Critical Values - Mayo Medical Laboratories

POLICIES/PROCEDURES
TITLE:
SECTION:
CRITICAL LAB RESULTS NOTIFICATION
General Nursing (Organization-Wide)
JC STANDARD REFERENCE: NPSG.02.03.01 CURRENT DATE: 5/12
INITIATED BY: Nursing REPLACES: 2/06, 3/08, 6/11, 11/11, 2/12
APPROVED BY: COO/CLO REVIEWED:
PURPOSE: To provide guidelines for reporting critical test results to ordering provider (Physician / PA / APRN) in a timely
manner.
DEFINITIONS:
Critical test results: Critical results are those findings (even if from routine tests), which will always require rapid
communication of the results. While a variety of clinical tests or procedures may produce results that, in the judgment of the
ordering provider are deemed critical in a particular patient situation, for the purpose of standardization, the test results/values
listed in this policy are considered critical. This definition will also include results that are determined by a laboratorian or other
diagnostician to be critical to the patient's subsequent treatment decisions. The critical test result reporting time-frame is from
the time the result is available to the time the result is received by the ordering provider. Our goal for reporting of critical test
results is 30 minutes from the time of availability to the reporting of critical results.
POLICY:
I. Critical test results will be reported and received in a timely manner.
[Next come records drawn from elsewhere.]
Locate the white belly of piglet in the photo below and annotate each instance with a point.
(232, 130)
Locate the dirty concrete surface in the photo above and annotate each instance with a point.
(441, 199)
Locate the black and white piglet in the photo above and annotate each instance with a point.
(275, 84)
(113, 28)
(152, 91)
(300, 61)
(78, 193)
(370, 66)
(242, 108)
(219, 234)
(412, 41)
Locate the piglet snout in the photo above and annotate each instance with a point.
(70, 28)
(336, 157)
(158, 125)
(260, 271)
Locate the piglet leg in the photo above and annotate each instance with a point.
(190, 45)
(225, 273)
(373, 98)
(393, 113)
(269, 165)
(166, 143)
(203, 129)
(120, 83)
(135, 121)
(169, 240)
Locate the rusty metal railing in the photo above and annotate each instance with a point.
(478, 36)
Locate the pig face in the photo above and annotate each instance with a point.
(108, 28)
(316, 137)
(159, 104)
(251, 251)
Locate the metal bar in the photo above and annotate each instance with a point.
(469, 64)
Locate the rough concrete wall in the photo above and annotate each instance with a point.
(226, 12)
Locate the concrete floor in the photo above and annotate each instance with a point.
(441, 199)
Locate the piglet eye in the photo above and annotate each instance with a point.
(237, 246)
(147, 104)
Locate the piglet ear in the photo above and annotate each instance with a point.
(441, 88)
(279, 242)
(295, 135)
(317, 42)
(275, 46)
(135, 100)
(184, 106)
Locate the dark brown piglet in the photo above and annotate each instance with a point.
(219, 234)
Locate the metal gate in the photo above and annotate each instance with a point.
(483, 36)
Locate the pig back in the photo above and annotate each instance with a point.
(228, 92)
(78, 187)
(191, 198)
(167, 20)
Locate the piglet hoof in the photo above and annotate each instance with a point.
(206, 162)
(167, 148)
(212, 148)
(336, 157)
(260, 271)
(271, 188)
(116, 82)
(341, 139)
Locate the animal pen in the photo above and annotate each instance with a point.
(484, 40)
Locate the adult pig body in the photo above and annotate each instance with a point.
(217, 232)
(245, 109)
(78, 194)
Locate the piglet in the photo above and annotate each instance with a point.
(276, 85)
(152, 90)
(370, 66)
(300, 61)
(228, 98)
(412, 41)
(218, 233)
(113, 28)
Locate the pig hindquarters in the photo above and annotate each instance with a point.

A. Critical test results are preferably reported verbally to the ordering provider.
B. Critical test results may never be left on answering machines.
II. When a particular provider elects not to be notified of a critical result, they must provide a written or telephone order
outlining the parameters for when they should otherwise be called. Example order: “Do not notify provider of stat
potassium level if improved from previous level of 6.2”.
PROCEDURE:
I. Once the results of clinical testing are available, and are determined to be critical they must be reported as soon as
possible.
A. For outpatient laboratory critical tests/results, laboratory staff is responsible for making contact with the ordering
provider or designee. In the event that an outpatient EKG meets the critical criteria the technician will ask the patient
to stay in the department until the provider has been contacted.
B. For inpatient laboratory critical tests/results, a staff RN/LPN is responsible for making contact with the ordering
provider on behalf of an inpatient.
II. Laboratory staff calling the results to the patient’s RN/LPN or a pharmacist must:
1. State that this is a critical result
2. Ask to speak to the patient’s own nurse, if possible, or a pharmacist
3. Identify the patient with name and date of birth or account if DOB not available.
4. Give the critical result to a nurse/pharmacist.
5. Results must not be communicated to an answering machine.
6. Request “readback” verification from the nurse/pharmacist receiving the test result. This should include:
Patient Name
Test Name and Critical Result
Name of nurse/pharmacist receiving critical lab value.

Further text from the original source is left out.